En çok da politika yazarları mustariptir bu hastalıktan. "Halihazırdaki hükümet, geçmişten ders çıkarmış görünmemektedir!" Aba altından sopa durumları... Darbe hatırlatmaları... Darağacına, Menderesler'e kadar gidenler bile var bu hususta... Şöyle bir manzara düşünün: Recep Tayyip Erdoğan bütün kabineyi topluyor, kampa giriyorlar. Başlıyorlar çalışmaya... Demirel nerede hata yapmıştı da darbe olmuştu. Özal'ın iyi yanları neydi, kötü yanları neydi? Kıymetli politika yazanlar hangi uyarılarda bulunmuşlardı da, bu adamlar sallamamışlardı. Ecevit'in, basına sempati beslediğinde başına neler gelmişti, nefret ettiğinde başına neler gelmişti. Seçimlerden önce bizi yerden yere vuranlar, daha sonra iktidara geldiğimizde neden bizim tarafa geçtiler, akıllarından neler geçmektedir? Falan filan... Böyle bir şey olmaz. Olamaz. Herifçioğlunun biri güzel söylemiş, yıllar önce, tarihten ders alınsaydı, tekerrür etmezdi, şeklinde...
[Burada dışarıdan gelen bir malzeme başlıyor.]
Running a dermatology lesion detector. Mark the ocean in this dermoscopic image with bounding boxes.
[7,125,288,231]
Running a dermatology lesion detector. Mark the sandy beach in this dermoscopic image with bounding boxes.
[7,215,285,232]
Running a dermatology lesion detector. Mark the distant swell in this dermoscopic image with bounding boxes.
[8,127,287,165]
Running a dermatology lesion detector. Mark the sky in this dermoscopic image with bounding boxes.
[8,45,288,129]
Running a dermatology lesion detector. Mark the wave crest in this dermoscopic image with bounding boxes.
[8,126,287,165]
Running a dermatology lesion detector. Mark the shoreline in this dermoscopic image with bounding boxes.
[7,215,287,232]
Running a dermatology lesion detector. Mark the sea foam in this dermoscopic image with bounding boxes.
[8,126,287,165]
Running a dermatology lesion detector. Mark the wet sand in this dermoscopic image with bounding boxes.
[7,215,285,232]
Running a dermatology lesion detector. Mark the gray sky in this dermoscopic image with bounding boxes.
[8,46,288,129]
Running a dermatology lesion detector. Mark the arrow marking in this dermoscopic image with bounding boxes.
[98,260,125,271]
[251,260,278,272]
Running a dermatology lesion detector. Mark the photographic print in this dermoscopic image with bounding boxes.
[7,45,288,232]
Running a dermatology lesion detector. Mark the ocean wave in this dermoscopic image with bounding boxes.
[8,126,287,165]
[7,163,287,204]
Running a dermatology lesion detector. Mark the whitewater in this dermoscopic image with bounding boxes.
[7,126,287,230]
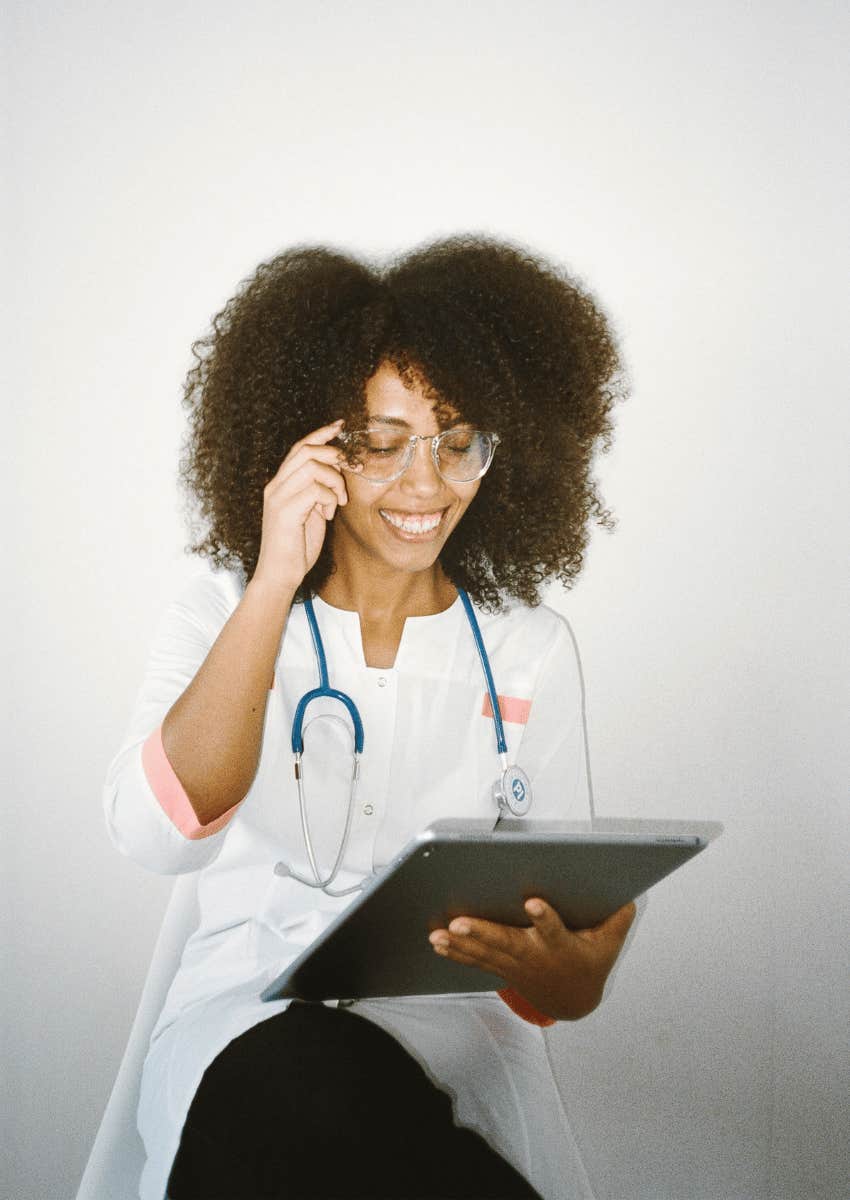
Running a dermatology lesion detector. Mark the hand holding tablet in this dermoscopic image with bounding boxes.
[262,820,722,1012]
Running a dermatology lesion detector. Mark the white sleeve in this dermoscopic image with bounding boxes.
[517,610,591,821]
[103,574,238,875]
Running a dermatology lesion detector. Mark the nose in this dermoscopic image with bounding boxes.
[401,437,443,496]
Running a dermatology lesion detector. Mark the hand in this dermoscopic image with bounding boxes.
[253,420,357,592]
[430,898,636,1021]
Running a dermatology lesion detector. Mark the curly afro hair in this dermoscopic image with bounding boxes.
[180,234,625,612]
Oturup ders çıkartanlar değil, iyi niyetli ve akıllı olanlar götürür süreçleri... Tarihin helozonik, diyalektik bir gelişme ruhu var. 45 derecelik viraja 120 km hızla giren bir aracın savrulacağını bilmek için ille de orada bir cahil sürücünün telef oluşunu "ders olarak" çalışmak gerekmez. Akıllı olmak yeter.
Olaylara, inek talebelere saygı besleyip, yaratıcı ve hiperaktif öğrencilere kan kusturan cahil öğretmen kafasıyla yaklaşırsanız, her şeyden ders çıkarmaya çalışırsınız ama ortaya da bir halt çıkmaz. Chirac ile Blair'in ne için gırtlak gırtlağa girdiğini gördünüz mü? Önce, İngiltere'ye ödenen yıllık 4.5 milyar Euro'luk sübvansiyon yüzünden, daha sonra da olimpiyatlar yüzünden... İşin içinde mangır var. Peki niye kavga ediyorlar? Bu adamlar atalarından, dedelerinden "tacir" kafalı... Sanayi, üretim, bilgi ve teknolojinin değerini bildikleri için, para kazanmanın ne kadar zor olduğunu da biliyorlar. Para kazanmaya saygı duyuyorlar. Türkiye mi? Para kazananlara düşman gözüyle bakıyor. Yatırımcıya diş biliyor! Hadi ders çıkartın bakalım, neyi düzelteceksiniz.